Quant à Mme Mme Koné, enseignante de formation à la retraite, membre de l'ONG Femme et Environnement (FEE) de Yamoussoukro impliquée dans ce projet aussi, elle nous explique que la plupart de ces filles viennent de familles musulmanes, originaires du Nord du pays. En effet, certaines familles musulmanes n'envoient pas leurs filles à l'écoles car elles ont peur que leurs filles soient « gâtées » par ce qu'elles apprennent à l'école et que par la suite les familles ne puissent pas les marier. Mme Koné, elle-même musulmane, a décidé de se battre pour contribuer à changer les mentalités. Pour assurer la réussite du projet, même les chefs religieux musulmans ont été impliqués afin de convaincre les familles du bien fait de l'éducation de base.

Aux cotés de l'Unité d'Appui aux Volontaires de l'ONUCI, des Scouts de Côte d'Ivoire, Côte d'Ivoire Nouvelles Génération et Services for Peace qui constitue la Coordination Nationale des ONG Volontaires et des ONG de Yamoussoukro, FEE (Femmes et Environnement) et Espoirs des Enfants, CORELACS (Coordination des ONG de la Région des Lacs) ont aussi décidé de lutter contre ce phénomène qui est devenu presque banal.

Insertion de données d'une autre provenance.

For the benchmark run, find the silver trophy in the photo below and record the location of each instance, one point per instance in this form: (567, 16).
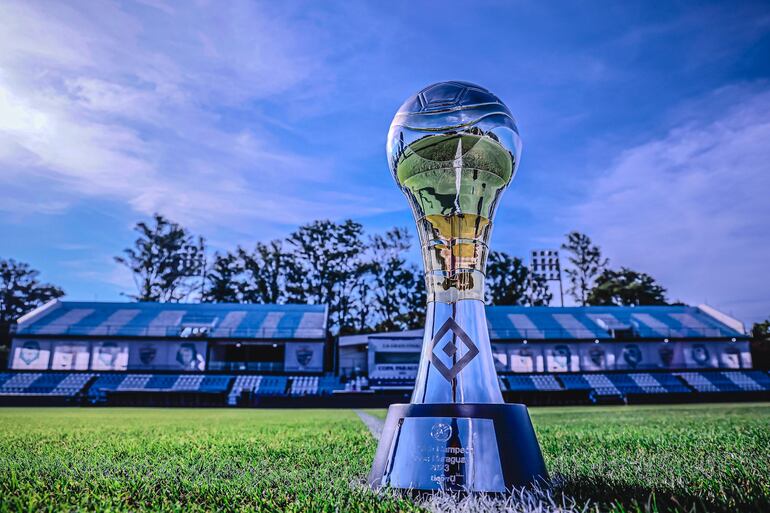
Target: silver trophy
(453, 148)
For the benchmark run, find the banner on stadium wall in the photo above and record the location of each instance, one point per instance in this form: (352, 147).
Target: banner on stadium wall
(562, 358)
(164, 355)
(700, 355)
(394, 358)
(31, 354)
(525, 358)
(109, 355)
(500, 357)
(304, 356)
(668, 355)
(594, 357)
(71, 355)
(634, 355)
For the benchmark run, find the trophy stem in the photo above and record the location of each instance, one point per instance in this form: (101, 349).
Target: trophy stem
(456, 365)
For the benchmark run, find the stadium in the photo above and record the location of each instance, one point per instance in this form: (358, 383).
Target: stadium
(257, 368)
(218, 294)
(144, 354)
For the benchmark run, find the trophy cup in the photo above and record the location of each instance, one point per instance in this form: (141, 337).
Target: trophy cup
(452, 149)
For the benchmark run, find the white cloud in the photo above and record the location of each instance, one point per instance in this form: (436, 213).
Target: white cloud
(123, 102)
(692, 208)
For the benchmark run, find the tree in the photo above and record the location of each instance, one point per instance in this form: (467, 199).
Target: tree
(167, 262)
(586, 263)
(327, 266)
(398, 289)
(222, 280)
(20, 293)
(626, 288)
(264, 273)
(510, 282)
(760, 345)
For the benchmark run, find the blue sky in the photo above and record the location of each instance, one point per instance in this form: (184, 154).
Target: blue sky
(646, 126)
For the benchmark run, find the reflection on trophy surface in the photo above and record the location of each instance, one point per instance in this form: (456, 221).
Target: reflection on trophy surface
(453, 148)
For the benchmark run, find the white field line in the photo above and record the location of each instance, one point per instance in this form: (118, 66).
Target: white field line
(374, 424)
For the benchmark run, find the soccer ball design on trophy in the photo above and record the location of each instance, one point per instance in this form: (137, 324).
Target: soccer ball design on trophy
(453, 148)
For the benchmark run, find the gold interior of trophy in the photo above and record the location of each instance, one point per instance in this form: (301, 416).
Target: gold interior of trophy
(454, 183)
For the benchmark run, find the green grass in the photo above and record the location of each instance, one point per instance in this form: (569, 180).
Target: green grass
(707, 457)
(150, 459)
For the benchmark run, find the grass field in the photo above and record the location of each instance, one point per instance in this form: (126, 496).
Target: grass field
(704, 457)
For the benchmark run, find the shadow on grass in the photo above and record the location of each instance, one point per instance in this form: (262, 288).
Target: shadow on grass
(586, 495)
(611, 495)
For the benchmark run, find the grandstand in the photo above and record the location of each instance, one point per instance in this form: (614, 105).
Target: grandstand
(93, 353)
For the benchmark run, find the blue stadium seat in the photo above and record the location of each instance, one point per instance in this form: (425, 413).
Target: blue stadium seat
(43, 384)
(520, 383)
(574, 382)
(627, 384)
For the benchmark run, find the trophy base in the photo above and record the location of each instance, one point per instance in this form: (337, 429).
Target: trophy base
(457, 448)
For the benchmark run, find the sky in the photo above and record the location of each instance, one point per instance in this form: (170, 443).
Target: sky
(645, 125)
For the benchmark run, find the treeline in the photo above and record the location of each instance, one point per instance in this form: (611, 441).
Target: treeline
(366, 280)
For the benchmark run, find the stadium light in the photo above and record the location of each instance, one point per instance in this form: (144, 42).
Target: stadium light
(453, 148)
(546, 263)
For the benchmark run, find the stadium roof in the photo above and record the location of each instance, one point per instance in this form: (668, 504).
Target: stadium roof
(211, 320)
(600, 322)
(594, 322)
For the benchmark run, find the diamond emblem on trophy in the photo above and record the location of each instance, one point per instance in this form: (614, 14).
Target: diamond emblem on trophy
(453, 148)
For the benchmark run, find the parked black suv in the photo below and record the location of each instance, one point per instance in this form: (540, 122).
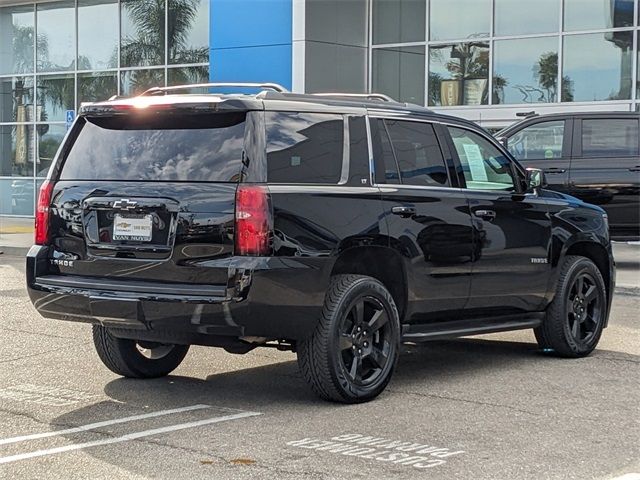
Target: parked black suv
(336, 226)
(592, 156)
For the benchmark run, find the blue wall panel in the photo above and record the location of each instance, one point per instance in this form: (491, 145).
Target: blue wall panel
(250, 40)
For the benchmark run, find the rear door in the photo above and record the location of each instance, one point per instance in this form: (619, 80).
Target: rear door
(426, 214)
(511, 229)
(545, 144)
(605, 169)
(149, 196)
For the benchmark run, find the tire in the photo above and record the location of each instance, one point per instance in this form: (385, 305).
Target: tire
(136, 359)
(353, 351)
(575, 318)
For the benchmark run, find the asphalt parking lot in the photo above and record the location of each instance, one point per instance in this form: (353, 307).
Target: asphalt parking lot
(491, 407)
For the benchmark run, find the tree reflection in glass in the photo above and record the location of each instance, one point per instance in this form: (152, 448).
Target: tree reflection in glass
(459, 74)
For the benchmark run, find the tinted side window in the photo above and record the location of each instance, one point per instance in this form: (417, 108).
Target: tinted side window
(417, 152)
(304, 147)
(483, 165)
(383, 151)
(539, 141)
(358, 150)
(609, 137)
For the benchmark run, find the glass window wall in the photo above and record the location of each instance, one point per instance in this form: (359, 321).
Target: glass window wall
(398, 21)
(597, 14)
(459, 74)
(96, 86)
(55, 94)
(188, 32)
(459, 19)
(515, 17)
(56, 45)
(92, 60)
(399, 72)
(17, 31)
(142, 34)
(16, 98)
(603, 74)
(17, 150)
(97, 34)
(542, 51)
(525, 70)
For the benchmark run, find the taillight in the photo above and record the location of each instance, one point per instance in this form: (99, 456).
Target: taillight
(253, 221)
(42, 213)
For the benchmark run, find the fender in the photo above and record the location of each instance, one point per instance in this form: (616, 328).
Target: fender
(594, 245)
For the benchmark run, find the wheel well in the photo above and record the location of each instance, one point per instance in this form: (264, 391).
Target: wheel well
(383, 264)
(597, 254)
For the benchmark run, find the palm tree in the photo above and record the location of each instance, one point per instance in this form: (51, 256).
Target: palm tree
(147, 46)
(546, 71)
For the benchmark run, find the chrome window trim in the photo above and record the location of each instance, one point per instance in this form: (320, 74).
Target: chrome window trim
(371, 161)
(515, 167)
(346, 151)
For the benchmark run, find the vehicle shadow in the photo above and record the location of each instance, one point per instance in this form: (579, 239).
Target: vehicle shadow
(278, 391)
(280, 386)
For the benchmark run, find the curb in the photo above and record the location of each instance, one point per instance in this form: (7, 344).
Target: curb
(14, 251)
(626, 290)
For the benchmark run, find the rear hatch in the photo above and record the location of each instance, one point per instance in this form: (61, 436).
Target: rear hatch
(148, 196)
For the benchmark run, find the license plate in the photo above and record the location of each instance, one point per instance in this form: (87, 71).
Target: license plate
(136, 228)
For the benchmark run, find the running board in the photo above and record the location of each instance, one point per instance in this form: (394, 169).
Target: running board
(476, 326)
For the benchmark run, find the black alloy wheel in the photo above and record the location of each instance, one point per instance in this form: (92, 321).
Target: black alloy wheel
(353, 351)
(365, 341)
(584, 308)
(576, 316)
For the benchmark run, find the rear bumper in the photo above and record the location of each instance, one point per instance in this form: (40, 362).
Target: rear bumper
(276, 298)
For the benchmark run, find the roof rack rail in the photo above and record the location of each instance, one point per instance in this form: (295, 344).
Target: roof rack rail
(368, 96)
(265, 86)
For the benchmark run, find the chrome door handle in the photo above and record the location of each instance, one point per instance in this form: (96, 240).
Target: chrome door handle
(488, 215)
(403, 211)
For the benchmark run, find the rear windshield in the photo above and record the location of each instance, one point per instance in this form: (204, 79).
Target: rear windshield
(165, 147)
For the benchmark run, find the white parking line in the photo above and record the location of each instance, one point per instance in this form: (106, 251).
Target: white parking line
(93, 426)
(126, 438)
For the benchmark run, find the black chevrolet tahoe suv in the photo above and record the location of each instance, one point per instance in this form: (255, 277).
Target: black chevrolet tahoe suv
(594, 156)
(334, 225)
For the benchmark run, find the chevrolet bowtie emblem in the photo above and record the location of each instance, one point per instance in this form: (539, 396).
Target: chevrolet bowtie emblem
(125, 204)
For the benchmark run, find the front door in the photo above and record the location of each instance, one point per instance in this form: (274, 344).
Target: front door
(511, 229)
(426, 215)
(545, 144)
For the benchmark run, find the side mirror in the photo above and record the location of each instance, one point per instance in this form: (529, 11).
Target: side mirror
(535, 179)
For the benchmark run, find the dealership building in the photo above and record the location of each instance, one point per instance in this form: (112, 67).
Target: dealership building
(485, 60)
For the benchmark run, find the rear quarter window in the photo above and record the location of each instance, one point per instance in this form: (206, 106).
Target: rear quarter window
(304, 147)
(162, 148)
(610, 137)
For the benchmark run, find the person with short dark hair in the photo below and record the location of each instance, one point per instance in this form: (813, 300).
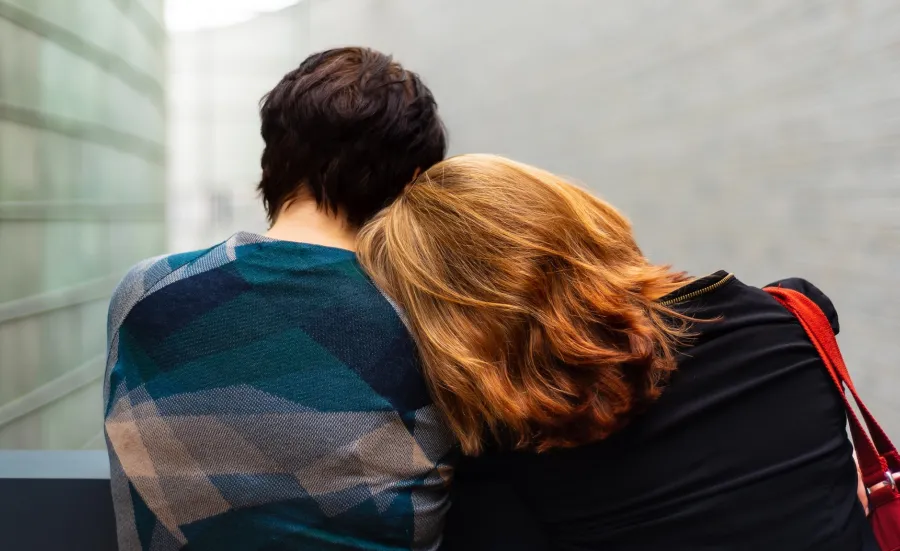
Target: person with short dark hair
(262, 393)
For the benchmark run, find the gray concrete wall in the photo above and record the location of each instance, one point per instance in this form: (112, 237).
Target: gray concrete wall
(760, 137)
(757, 136)
(82, 115)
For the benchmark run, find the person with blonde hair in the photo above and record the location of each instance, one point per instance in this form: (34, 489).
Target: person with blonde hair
(604, 401)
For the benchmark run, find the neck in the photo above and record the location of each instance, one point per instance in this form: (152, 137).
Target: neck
(303, 221)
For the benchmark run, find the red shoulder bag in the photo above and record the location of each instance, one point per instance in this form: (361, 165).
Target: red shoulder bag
(878, 458)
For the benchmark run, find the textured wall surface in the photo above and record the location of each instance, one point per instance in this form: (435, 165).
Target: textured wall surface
(759, 137)
(82, 198)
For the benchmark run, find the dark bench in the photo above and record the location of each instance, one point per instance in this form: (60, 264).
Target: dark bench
(55, 501)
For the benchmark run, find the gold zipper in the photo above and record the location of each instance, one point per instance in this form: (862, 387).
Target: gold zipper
(694, 294)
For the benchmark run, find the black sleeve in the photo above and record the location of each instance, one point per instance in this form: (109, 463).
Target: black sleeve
(487, 513)
(813, 292)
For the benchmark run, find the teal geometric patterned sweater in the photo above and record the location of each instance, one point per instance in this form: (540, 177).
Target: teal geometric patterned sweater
(264, 395)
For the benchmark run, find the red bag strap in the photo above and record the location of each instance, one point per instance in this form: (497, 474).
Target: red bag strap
(877, 455)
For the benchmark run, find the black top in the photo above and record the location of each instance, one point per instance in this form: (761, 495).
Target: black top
(746, 449)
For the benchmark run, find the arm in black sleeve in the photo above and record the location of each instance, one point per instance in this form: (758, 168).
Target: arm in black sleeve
(813, 292)
(487, 513)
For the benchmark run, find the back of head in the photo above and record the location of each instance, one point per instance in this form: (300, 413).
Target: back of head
(351, 128)
(532, 305)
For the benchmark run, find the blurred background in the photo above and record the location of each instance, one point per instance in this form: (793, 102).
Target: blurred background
(757, 137)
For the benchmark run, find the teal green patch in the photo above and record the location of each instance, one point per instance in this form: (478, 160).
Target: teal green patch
(289, 365)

Ainsi, au terme de six mois, le projet pilote a visé 50 jeunes filles qui ont bénéficié de 120 heures de cours d'alphabétisation et de séances d'animation sur des thèmes tels que le VIH/SIDA. Ces cours ont été dispensés par des bénévoles locaux, 3 fois semaines, deux heures par jour de rencontre. Quarante jeunes filles ont été assidues aux classes et bénéficient aujourd'hui de quelques notions d'écriture, de lecture et de calcul alors qu'elles étaient pour la plupart analphabète, et parlant à peine le français. Nous comptons au nombre de 7 filles celles qui pourront intégrer le système scolaire standard dès novembre 2007, de par leurs aptitudes scolaires suffisamment élevées. Elles avaient déjà fréquenté l'école à un moment de leur vie, mais interrompue pour des raisons familiales. Le projet leur a donc permis de renouer avec les bancs de l'école.
Pour financer le projet pilote «tanties bagages», l'Unité d'Appui aux Volontaires de l'ONUCI avait organisé une vente de produits artisanaux venant de Korogho, ville se trouvant au Nord de la Côte d'Ivoire. Cet argent a servi a financer le projet dans son entier, et entre autres à acheter le matériel scolaire nécessaire aux cours tel que ardoise, craie, crayons, cahiers...

L'Unité d'Appui aux Volontaires de l'ONUCI en collaboration avec ses partenaires avec qui elle forme la Coordination Nationale des ONG Volontaires ont en effet pour but ultime de contribuer par leurs projets à la réalisation de quatre des Objectifs du Millénaires pour le Développement à savoir l'Education, la Santé, la Lutte contre la pauvreté et l'Environnement.